Author: Chan CH, Chan CL, Ng EH, Ho PC, Chan TH, Lee GL, Hui WH.
Department of Social Work and Social Administration, University of Hong Kong, China Department of Obstetrics and Gynaecology, University of Hong Kong, Queen Mary Hospital, Hong Kong, China Lien Centre for Palliative Care, Duke-NUS Graduate Medical School Singapore, Singapore School of Nursing, University of Hong Kong, China.

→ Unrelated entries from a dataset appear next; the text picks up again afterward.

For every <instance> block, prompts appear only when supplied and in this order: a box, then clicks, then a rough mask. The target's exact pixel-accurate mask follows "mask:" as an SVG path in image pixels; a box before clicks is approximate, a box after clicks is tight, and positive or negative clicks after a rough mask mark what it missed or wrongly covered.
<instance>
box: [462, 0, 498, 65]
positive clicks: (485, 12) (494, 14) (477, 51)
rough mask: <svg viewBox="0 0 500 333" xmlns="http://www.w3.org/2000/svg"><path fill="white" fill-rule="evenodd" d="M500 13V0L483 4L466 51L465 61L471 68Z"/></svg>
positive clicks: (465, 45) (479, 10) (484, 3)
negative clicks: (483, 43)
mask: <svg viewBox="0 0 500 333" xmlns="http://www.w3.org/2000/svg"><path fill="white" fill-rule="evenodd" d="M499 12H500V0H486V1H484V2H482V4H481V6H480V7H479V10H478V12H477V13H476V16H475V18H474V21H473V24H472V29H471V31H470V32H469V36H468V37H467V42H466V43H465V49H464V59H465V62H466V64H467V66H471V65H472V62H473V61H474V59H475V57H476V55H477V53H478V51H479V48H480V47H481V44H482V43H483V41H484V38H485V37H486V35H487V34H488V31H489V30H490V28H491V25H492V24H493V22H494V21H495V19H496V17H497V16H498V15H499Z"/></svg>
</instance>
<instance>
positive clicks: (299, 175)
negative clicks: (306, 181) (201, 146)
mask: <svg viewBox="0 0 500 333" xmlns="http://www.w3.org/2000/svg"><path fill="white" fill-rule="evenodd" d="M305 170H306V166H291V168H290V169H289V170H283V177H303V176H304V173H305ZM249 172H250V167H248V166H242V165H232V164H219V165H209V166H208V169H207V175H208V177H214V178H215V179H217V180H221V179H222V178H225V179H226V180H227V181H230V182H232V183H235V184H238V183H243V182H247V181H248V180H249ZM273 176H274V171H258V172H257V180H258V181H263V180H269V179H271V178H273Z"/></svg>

Conference/Journal: Psychol Psychother.
Date published: 2012 Dec
Other: Volume ID: 85 , Issue ID: 4 , Pages: 356-73 , Special Notes: doi: 10.1111/j.2044-8341.2011.02040.x. , Word Count: 207
Objectives. This study examined the efficacy of a group intervention, the Integrative Body-Mind-Spirit (I-BMS) intervention, which aims at improving the psychosocial and spiritual well-being of Chinese women undergoing their first IVF treatment cycle. Design. The I-BMS intervention facilitates the search of meaning of life in the context of family and childbearing, as well as the letting go of high IVF expectations. A randomized controlled study of 339 women undergoing first IVF treatment cycle in a local Hong Kong hospital was conducted (intervention: n= 172; no-intervention control: n= 167). Methods. Assessments of anxiety, perceived importance of childbearing, and spiritual well-being were made at randomization (T(0) ), on the day starting ovarian stimulations (T(1) ), and on the day undertaking embryo transfer (T(2) ). Results. Comparing T(0) and T(2) , interaction analyses showed women who had received the intervention reported lower levels of physical distress, anxiety, and disorientation. They reported being more tranquil and satisfied with their marriage, and saw childbearing as less important compared to women in the control group. Conclusions. These findings suggest that I-BMS intervention was successful at improving the psychosocial and spiritual well-being of women undergoing their first IVF treatment cycle. This study highlights the importance of providing integrative fertility treatment that incorporates psychosocial and spiritual dimensions.
©2011 The British Psychological Society.